AI was also a prime topic at the annual virtual summit. During a panel featuring Andreessen Horowitz General Partner Dr. Vineeta Agarwala, Breyer Capital founder and CEO Jim Breyer and Relay Therapeutics President and CEO Dr. Sanjiv Patel, the trio discussed the optimism and skepticism around AI use cases in healthcare, and how innovators view it.

“I’m in the category of optimists,” Agarwala said. “You saw Microsoft already announced that there’s going to be some integration of that technology with our dictation software for doctors. There could be immediate workflow implications [for] some of the administrative tasks in healthcare, which unfortunately do contribute to significant physician burnout and misallocation of physician time,” which has profound implications for the health ecosystem.

She added that AI advances can have a significant impact “in the workflow of seeing patients, creating documentation, interfacing with our payer ecosystem, [and] ways for GPT4 and other large language models to contribute to a reduction in burnout.”

As for broader implications for Big Tech bringing AI into the healthcare space, Breyer said, “My personal view over the last 12 months is that our mega-cap companies … are not just doubling or tripling down on healthcare and medicine. It’s 10x 50x over the next couple of years.”
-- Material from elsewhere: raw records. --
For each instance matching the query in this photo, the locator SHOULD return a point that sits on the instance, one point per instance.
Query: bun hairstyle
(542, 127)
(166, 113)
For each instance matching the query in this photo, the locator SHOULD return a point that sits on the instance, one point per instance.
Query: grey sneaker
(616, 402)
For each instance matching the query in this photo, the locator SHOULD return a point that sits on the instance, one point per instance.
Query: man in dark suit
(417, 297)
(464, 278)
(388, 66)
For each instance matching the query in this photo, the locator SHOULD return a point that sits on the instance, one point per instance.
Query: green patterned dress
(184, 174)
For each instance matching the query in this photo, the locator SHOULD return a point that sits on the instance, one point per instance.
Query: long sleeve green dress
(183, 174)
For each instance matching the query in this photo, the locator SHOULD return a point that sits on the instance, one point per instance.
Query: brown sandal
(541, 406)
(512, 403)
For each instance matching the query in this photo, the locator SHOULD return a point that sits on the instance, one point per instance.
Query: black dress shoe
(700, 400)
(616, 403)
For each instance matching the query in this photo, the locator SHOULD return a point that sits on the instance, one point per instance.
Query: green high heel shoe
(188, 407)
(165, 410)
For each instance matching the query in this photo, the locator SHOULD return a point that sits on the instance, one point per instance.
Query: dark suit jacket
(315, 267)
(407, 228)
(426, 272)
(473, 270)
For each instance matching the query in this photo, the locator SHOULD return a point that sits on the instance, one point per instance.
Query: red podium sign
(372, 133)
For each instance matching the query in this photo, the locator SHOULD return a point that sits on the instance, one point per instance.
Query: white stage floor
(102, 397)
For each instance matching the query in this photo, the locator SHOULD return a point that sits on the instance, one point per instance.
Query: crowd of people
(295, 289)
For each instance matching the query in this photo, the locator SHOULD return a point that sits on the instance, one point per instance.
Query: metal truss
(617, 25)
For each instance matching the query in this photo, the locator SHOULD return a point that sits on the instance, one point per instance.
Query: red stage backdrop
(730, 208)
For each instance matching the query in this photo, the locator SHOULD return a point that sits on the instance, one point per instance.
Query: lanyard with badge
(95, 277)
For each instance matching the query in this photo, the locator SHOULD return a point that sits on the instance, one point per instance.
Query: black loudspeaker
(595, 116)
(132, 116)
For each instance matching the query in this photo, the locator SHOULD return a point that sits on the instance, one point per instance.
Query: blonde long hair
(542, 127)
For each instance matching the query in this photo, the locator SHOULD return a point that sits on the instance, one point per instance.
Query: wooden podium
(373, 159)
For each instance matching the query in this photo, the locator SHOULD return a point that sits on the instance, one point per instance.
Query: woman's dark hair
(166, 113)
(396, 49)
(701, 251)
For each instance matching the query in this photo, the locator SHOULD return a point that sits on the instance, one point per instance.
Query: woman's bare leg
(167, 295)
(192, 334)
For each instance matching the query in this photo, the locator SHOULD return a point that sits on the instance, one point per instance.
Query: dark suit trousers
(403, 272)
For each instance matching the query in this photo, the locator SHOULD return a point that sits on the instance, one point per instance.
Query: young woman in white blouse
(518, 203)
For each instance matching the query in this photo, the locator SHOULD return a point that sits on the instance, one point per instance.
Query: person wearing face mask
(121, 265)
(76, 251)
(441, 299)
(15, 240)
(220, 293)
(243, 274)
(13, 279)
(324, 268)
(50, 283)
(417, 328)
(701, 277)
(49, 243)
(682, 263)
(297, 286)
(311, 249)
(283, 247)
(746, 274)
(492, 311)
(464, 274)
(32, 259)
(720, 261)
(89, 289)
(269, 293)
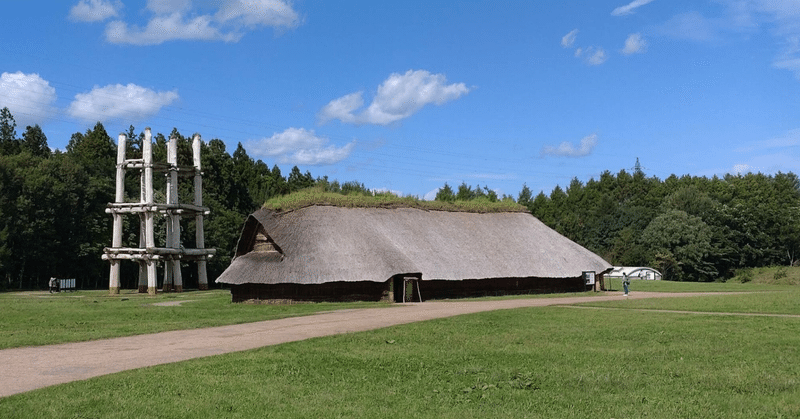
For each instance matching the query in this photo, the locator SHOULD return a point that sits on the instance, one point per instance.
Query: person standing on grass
(626, 282)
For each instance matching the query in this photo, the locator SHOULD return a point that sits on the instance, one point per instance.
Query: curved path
(30, 368)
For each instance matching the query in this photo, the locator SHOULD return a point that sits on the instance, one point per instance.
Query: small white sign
(588, 276)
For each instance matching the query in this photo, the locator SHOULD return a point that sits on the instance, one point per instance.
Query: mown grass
(536, 363)
(41, 318)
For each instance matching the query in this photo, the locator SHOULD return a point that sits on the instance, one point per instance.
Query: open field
(41, 318)
(536, 362)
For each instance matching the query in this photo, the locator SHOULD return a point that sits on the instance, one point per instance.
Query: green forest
(53, 220)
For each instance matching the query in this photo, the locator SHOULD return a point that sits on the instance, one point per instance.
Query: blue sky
(408, 95)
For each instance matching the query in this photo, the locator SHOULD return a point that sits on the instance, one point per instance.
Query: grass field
(41, 318)
(552, 362)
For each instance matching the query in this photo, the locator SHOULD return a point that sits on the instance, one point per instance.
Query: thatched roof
(319, 244)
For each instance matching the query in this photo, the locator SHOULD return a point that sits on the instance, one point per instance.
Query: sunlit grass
(537, 362)
(41, 318)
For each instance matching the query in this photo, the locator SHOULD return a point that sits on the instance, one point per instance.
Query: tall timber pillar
(149, 212)
(119, 196)
(172, 264)
(147, 254)
(202, 276)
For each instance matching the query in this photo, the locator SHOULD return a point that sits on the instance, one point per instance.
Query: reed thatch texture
(321, 244)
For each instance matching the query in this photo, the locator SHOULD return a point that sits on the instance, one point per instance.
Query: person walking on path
(626, 282)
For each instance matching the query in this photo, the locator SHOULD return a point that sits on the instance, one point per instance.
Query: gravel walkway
(30, 368)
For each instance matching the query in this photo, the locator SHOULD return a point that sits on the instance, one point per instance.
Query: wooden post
(202, 276)
(150, 242)
(148, 255)
(116, 240)
(174, 221)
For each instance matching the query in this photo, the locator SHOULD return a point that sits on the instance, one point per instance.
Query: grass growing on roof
(317, 196)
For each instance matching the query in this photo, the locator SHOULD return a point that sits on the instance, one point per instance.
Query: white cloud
(95, 10)
(569, 39)
(789, 59)
(567, 149)
(253, 13)
(342, 108)
(299, 146)
(167, 28)
(629, 8)
(741, 169)
(128, 102)
(635, 44)
(596, 56)
(592, 55)
(29, 97)
(693, 26)
(398, 97)
(178, 20)
(790, 139)
(166, 7)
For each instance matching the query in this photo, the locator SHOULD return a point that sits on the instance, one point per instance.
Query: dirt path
(30, 368)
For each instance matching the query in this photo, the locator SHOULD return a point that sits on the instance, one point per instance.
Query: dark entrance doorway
(406, 289)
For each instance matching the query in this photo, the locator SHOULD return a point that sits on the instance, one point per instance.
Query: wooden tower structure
(147, 255)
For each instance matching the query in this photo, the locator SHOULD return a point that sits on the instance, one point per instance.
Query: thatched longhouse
(328, 253)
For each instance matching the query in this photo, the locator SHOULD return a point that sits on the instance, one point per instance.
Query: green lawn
(41, 318)
(551, 362)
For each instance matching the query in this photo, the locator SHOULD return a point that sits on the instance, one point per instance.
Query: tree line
(53, 220)
(690, 228)
(52, 204)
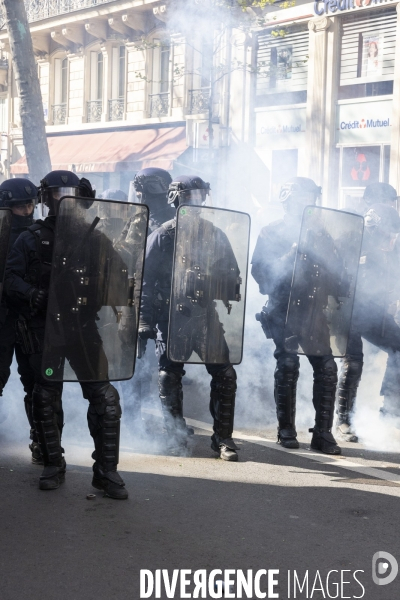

Breyer said he’s encouraged to see “alumni of Alphabet, Amazon, Meta, others, Microsoft, of course, that want to go into this field. Rarely have I seen the 28- to 32-year-old 10-year alums of these mega-cap companies, from a technology standpoint, decide this is how they want to spend the rest of their careers working at this intersection of computation and science.”

Patel brought the conversation down to earth, saying “There’s a lot of hype around AI and machine learning. There continues to be lots of press releases, people saying you can push a button in the metaverse, and you’ll get a life-changing medicine. I just don’t think we’re there. We are looking at incremental change over time. I’m an optimist like Vineeta, but I’m also a realist. I’m at the coalface every day, and there are some significant challenges to overcome.”